Local roads and highways have been the scene of six motor vehicle accident fatalities over the past week.
Let that sink in for a moment: six people have died while driving on area roads. Weather hasn’t played much of a part, if at all. There are no new intersections or highways to confuse drivers. No events have significantly increased traffic flow.
There is no one factor to blame in these accidents. Poor road planning and construction, tired or impaired drivers, and human error all played their part. Some of these factors cannot be mitigated, but others can. It’s important to remember the following:
— Rural roads are not well-lit and can be dangerous at night. If possible, avoid driving late at night or early in the morning, when visibility is reduced and drivers are tired.

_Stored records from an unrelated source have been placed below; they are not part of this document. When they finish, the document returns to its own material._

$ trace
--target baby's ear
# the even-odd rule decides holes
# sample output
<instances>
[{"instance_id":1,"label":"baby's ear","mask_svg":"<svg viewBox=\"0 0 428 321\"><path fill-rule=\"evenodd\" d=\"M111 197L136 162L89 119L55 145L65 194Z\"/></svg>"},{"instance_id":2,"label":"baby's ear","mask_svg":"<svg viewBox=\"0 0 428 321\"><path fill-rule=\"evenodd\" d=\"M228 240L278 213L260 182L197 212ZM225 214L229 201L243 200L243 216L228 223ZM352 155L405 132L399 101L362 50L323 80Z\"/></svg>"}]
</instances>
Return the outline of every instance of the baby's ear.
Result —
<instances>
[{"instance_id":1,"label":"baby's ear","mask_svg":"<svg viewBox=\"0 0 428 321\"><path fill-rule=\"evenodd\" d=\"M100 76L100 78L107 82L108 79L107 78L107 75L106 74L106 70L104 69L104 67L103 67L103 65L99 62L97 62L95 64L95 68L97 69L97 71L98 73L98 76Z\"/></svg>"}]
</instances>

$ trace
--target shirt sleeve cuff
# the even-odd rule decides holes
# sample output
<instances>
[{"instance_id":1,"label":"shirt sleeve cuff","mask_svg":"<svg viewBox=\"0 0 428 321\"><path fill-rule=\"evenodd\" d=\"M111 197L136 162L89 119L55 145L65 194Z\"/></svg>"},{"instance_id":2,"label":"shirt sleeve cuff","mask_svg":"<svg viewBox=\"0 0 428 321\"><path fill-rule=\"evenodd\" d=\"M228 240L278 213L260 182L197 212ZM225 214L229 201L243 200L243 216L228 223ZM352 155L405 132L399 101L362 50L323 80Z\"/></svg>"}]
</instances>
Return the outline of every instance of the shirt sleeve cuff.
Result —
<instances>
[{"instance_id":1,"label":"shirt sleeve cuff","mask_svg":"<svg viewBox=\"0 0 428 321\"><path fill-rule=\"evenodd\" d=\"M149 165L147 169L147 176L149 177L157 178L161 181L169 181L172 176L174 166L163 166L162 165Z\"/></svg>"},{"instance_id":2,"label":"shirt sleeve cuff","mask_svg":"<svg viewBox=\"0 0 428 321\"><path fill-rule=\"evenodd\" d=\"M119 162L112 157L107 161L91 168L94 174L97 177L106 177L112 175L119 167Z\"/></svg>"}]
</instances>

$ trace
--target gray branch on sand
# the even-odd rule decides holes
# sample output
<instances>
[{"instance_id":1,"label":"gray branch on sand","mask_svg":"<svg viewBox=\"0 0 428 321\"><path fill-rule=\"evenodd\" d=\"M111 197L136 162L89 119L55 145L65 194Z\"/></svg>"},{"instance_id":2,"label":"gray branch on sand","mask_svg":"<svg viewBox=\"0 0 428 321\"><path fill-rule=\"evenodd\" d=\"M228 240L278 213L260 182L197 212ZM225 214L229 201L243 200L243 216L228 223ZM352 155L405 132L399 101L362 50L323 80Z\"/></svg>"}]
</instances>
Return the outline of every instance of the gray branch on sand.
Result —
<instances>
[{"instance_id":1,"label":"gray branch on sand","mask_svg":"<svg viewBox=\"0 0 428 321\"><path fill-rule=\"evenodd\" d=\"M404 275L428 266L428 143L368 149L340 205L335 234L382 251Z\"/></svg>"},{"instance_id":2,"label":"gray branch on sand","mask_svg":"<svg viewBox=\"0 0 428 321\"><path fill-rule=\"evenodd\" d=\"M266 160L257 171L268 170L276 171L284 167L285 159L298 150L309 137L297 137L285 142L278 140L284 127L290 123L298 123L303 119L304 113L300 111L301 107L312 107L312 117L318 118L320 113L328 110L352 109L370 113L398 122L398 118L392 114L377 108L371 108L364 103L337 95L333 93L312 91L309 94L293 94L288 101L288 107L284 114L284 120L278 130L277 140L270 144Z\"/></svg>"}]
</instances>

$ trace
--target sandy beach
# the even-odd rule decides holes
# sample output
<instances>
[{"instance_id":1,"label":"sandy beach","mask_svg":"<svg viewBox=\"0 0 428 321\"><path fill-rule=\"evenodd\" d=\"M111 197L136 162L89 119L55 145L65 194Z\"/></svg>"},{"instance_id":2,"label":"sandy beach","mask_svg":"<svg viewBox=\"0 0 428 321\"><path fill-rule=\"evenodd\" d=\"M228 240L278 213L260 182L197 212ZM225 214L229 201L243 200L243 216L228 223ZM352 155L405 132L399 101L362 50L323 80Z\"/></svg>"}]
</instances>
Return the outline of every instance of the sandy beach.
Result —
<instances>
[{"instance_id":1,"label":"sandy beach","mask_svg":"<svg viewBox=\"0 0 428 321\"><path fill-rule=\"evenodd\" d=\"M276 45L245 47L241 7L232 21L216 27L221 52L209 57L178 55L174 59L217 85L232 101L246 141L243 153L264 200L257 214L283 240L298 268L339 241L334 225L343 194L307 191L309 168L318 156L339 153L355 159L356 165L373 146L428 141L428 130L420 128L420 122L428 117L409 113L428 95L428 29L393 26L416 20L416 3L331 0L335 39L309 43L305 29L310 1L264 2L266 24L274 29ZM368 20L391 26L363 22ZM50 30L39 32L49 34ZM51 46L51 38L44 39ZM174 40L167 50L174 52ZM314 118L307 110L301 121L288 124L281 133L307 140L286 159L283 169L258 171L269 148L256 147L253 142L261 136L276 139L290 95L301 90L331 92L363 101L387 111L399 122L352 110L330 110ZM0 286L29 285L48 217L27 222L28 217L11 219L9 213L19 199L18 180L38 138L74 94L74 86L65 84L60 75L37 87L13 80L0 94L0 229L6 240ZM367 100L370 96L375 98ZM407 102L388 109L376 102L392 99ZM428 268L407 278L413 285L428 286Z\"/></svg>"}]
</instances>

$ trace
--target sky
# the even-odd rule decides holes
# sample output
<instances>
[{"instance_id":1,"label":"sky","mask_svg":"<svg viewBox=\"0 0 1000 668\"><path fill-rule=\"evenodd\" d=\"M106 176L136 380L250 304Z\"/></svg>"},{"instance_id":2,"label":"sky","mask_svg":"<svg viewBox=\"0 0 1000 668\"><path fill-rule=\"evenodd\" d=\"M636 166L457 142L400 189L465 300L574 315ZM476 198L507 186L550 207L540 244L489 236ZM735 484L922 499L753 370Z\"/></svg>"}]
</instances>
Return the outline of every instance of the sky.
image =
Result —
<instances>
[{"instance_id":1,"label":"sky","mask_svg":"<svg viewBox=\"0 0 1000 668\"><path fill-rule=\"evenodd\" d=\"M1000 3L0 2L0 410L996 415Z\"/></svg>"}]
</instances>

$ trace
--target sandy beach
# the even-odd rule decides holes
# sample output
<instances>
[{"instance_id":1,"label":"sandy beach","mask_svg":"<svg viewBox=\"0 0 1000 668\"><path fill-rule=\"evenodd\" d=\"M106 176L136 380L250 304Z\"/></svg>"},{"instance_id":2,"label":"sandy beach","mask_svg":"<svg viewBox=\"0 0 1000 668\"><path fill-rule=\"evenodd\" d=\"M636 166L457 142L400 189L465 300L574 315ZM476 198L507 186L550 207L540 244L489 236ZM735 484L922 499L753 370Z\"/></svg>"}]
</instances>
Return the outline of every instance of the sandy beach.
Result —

— Take time to map out your routes before you get into your car, so as to avoid attempting to read a GPS or mobile app while driving
— Slow down and take your time if you are lost or tired. Even if you are going to reach your destination later than you would like to, that option is better than getting into an accident
— Pay attention to road signs and slow down in construction zones. The I-30 construction in Royse City has narrowed lanes, and potholes have become an issue. Be careful when driving through this area, or take an alternate route, such as Highway 66 or 380
— Under no circumstances get behind the wheel of a car after you have been drinking. Buzzed driving is drunk driving
Additionally, the Texas Department of Transportation, with the assistance of local cities and counties, needs to spend the time and money to fix troublespots in our area. The service road along I-30E near where the fatal accident occurred Thursday morning switches from two-way to one-way, and it is possible for individuals to confuse the exit ramp with an on-ramp. Loop 286 in Paris, the scene of the fatal accident involving two Texas A&M University-Commerce basketball players, is a divided highway with four total lanes controlled by stop signs and caution lights, but not stoplights. Since 2000, five individuals have died in accidents at the Loop 286 and FM 1497 intersection.
This data, combined with common sense and easily-studied traffic patterns, should be enough for TxDOT to implement changes to prevent more fatal accidents for occurring. The department is reportedly studying the Paris intersection to determine how to avoid more fatal crashes, but these changes have to be made sooner rather than later to avoid further fatalities.
Ultimately, however, the responsibility to keep our roads safe falls to individual drivers. It is up to us to drive cautiously and carefully, to avoid deadly distractions like texting and talking on the phone, and to educate our teenagers and young adults how to drive safely.
Their lives, and ours, depend on it.